- Pitcher
- Born: September 5, 1987 (age 38) Springfield, Massachusetts, U.S.
- Batted: LeftThrew: Left

MLB debut
- May 30, 2012, for the Cleveland Indians

Last MLB appearance
- May 31, 2013, for the Cleveland Indians

MLB statistics
- Win–loss record: 0–1
- Earned run average: 5.20
- Strikeouts: 26
- Stats at Baseball Reference

Teams
- Cleveland Indians (2012–2013);

= Scott Barnes (baseball) =

American baseball pitcher (born 1987)

Scott Michael Barnes (born September 5, 1987), is an American former professional baseball pitcher. He played in Major League Baseball (MLB) for the Cleveland Indians.

==Amateur career==
Barnes attended Cathedral High School in Springfield, Massachusetts, and St. John's University in New York City before being drafted by the San Francisco Giants.

In 2007 while at St. John's, Barnes was named to the first team all-Big East Conference team.
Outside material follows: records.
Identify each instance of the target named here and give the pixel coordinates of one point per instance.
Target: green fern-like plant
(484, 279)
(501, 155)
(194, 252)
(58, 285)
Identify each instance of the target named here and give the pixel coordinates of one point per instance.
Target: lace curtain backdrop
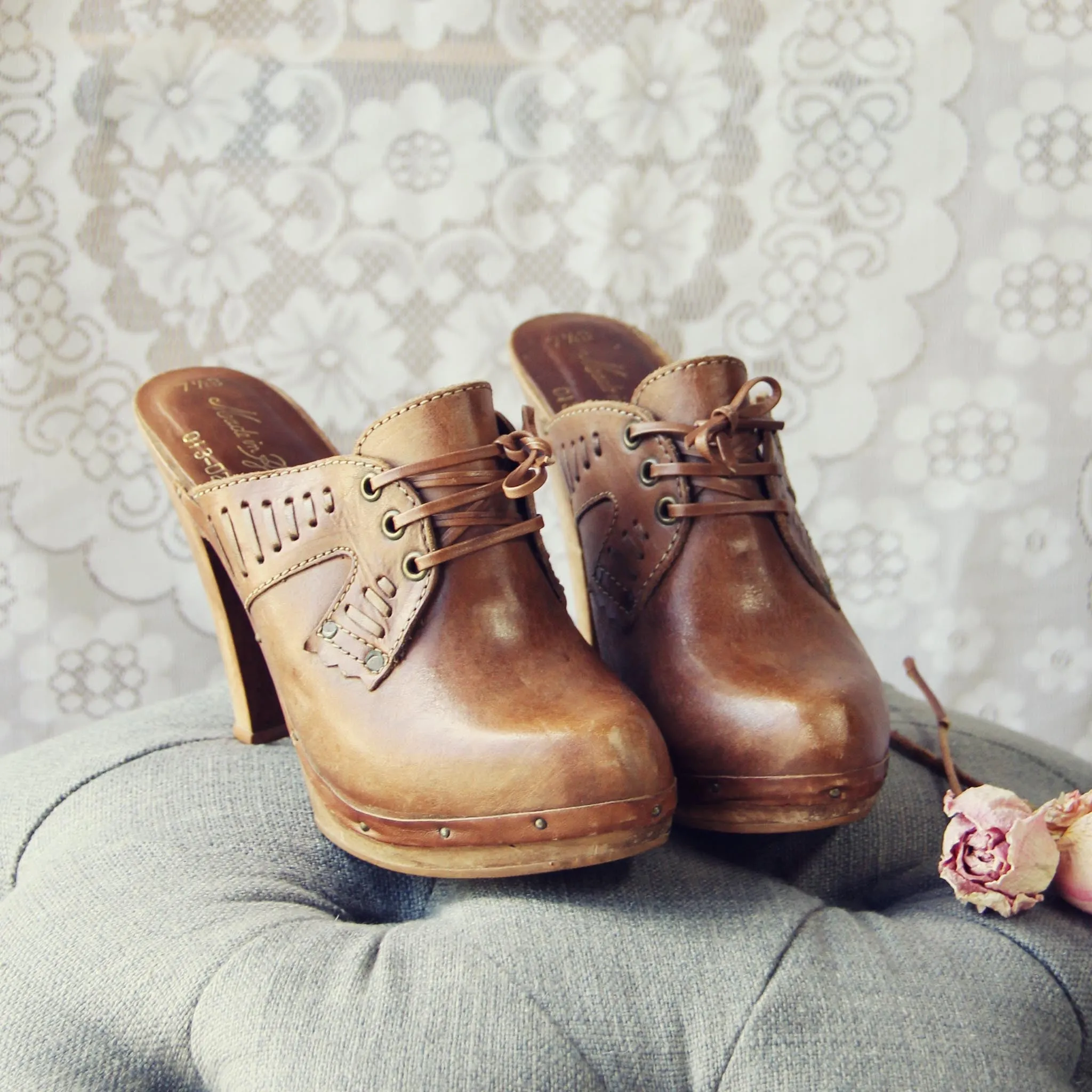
(887, 205)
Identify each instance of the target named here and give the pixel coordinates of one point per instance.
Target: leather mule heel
(702, 590)
(395, 613)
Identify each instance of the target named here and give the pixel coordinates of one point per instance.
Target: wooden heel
(258, 716)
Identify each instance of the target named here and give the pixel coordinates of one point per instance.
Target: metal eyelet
(388, 525)
(410, 567)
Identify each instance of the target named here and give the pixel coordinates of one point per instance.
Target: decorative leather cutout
(270, 527)
(793, 531)
(627, 550)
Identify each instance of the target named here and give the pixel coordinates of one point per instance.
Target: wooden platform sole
(475, 862)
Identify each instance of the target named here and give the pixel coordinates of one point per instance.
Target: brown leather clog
(699, 582)
(395, 613)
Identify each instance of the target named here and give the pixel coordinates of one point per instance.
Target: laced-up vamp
(734, 443)
(453, 515)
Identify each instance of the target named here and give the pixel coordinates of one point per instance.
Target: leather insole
(214, 423)
(572, 358)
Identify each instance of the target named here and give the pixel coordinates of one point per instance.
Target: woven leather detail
(268, 528)
(627, 550)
After the 2007 season, he played collegiate summer baseball with the Harwich Mariners of the Cape Cod Baseball League.

==Professional career==
===Cleveland Indians===
In July 2009, the Giants traded Barnes to the Cleveland Indians for Ryan Garko.

In 2009, Barnes helped the Akron Aeros win the 2009 Eastern League Championship Series.
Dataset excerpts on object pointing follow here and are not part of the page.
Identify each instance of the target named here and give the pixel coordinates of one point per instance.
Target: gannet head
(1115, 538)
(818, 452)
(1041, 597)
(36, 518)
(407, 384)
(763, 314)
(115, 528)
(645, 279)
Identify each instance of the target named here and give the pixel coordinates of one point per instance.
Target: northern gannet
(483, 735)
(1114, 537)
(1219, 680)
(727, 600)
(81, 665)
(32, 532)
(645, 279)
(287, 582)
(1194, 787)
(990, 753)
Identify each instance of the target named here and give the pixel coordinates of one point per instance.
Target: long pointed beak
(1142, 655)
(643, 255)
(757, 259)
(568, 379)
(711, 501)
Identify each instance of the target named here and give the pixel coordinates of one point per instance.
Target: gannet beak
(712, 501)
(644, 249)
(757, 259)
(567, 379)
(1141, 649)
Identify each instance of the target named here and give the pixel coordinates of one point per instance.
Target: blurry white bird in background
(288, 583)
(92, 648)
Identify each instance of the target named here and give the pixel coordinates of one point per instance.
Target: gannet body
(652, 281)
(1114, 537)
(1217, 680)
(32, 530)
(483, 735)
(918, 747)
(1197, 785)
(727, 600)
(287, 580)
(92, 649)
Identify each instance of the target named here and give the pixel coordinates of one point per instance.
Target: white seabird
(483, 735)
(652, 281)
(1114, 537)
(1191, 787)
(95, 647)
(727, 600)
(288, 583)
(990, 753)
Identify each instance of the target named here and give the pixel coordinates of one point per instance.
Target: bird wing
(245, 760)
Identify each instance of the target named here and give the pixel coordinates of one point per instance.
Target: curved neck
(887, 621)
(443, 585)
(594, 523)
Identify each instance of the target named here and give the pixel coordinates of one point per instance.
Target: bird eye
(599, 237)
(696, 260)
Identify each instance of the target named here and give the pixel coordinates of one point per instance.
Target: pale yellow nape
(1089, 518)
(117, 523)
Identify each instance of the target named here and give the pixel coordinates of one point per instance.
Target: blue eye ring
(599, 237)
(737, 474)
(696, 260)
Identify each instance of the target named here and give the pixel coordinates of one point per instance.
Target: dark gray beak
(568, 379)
The Indians purchased Barnes' contract on November 18, 2011. Barnes was recalled by the Indians on May 30, 2012; he made his major-league debut that evening.

===Baltimore Orioles===
On November 26, 2014, Barnes was traded to the Baltimore Orioles for cash considerations.

===Toronto Blue Jays===
The Texas Rangers claimed Barnes off waivers on December 8, 2015. The Rangers designated him for assignment on December 16, and he was claimed by the Toronto Blue Jays on December 23. The Blue Jays outrighted Barnes to the Buffalo Bisons of the Triple–A International League on March 27, 2015. In 30 appearances for the Double–A New Hampshire Fisher Cats, he logged a 2–6 record and 5.59 ERA with 49 strikeouts across 58 innings of work. Barnes elected free agency following the season on November 6.

===Chicago Cubs===
On December 23, 2015, Barnes signed a minor league deal with the Chicago Cubs organization. Barnes spent 2016 with the Triple–A Iowa Cubs where he posted a 1–3 record and 7.02 ERA with 18 strikeouts over 16 2/3 innings. He elected free agency following the season on November 7, 2016.

===Chicago Dogs===
On May 9, 2018, Barnes signed with the Chicago Dogs of the American Association of Independent Professional Baseball. He was released on August 29.